Rogue BPM Cache?

So we had an interesting situation arise today that I haven’t run into before , I am wondering if anyone has seem something similar or if there’s some rational explanation for it.

All day long our users have been bombarding us with Epicor performance issues particular AR / Cash Recepipt everything was taking “for ever”
We were able to verify this, going into a Cash Receipt group was taking upwards of 45 seconds and then just clicking around the group or selecting invoices could take minutes and even over an hour before we aborted and bailed.

I looked at the SQL Server load and it was/is nominal, same for all app servers. Regardless we recycled all the app servers to see if things would improve. (It didn’t)

I did some tracing and saw there was a huge spike on the time call for CashRec.CashRecGetInvoices

After much digging and digging we found nothing. Out of curiosity backed up live and restored it into Test and just like magic the performance issue was gone in test. That means it wasn’t a data / index issue it had to be some sort of appserver issue but we had recycled the appservers.
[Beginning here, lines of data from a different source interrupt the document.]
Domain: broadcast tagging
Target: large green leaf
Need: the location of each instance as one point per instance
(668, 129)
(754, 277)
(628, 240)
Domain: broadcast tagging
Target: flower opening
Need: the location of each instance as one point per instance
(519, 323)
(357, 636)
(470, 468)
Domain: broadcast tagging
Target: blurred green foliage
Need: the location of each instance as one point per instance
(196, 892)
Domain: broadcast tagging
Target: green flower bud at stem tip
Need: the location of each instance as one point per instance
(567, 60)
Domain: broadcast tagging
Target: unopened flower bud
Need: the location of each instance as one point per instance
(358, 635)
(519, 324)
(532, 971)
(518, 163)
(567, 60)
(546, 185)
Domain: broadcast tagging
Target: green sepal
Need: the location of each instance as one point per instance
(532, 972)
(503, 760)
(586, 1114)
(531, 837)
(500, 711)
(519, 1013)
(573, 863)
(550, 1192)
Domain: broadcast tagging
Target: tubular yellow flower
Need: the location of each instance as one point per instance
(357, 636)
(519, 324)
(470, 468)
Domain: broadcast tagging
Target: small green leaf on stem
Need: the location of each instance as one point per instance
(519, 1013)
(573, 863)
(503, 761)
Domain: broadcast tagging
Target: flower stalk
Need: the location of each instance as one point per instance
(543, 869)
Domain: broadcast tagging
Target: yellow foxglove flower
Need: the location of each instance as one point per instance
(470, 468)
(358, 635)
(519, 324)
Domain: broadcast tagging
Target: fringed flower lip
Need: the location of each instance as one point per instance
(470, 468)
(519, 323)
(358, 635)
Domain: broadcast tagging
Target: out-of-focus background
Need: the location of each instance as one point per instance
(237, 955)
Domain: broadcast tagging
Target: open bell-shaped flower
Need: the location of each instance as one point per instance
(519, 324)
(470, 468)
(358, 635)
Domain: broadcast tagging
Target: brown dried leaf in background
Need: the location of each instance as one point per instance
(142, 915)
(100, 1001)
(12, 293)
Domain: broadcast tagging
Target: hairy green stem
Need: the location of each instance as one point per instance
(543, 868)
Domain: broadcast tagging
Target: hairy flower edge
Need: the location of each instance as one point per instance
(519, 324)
Out of frustration I decided to hookup the test instance to a debugger to see if I could see anything weird, and I saw that there was a BPM being called on CashRecGetInvoices. This BPM has been in place for over 3 years without issue.

However as a hail mary, I disabled this BPM in live and BOOOOOOOOM everything sped right up, the weird bit is that I then re-enabled the BPM and BOOOOOOOM everything is running like a dream.

The act of enabling / disabling the BPM somehow “unstuck” whatever was stuck in the appservers and everything is running okay now. I know BPMs generate DLLs which get loaded dynamically into the appserver so it would make sense how disabling / enabling the BPM would have caused something to get unstuck.

However I can’t explain what, how could a BPM that has been in place for years all of the sudden go “corrupted” and how does even recycling the app server not help.

Any ideas? I’m trying hard to come up with an explanation that I can be okay with…

@Edge @aidacra @Olga @Rich

I’m out of ideas.

2 Likes

I have seen this but mine was on customer. Basically followed the same steps you did, came to same conclusions and can’t explain it.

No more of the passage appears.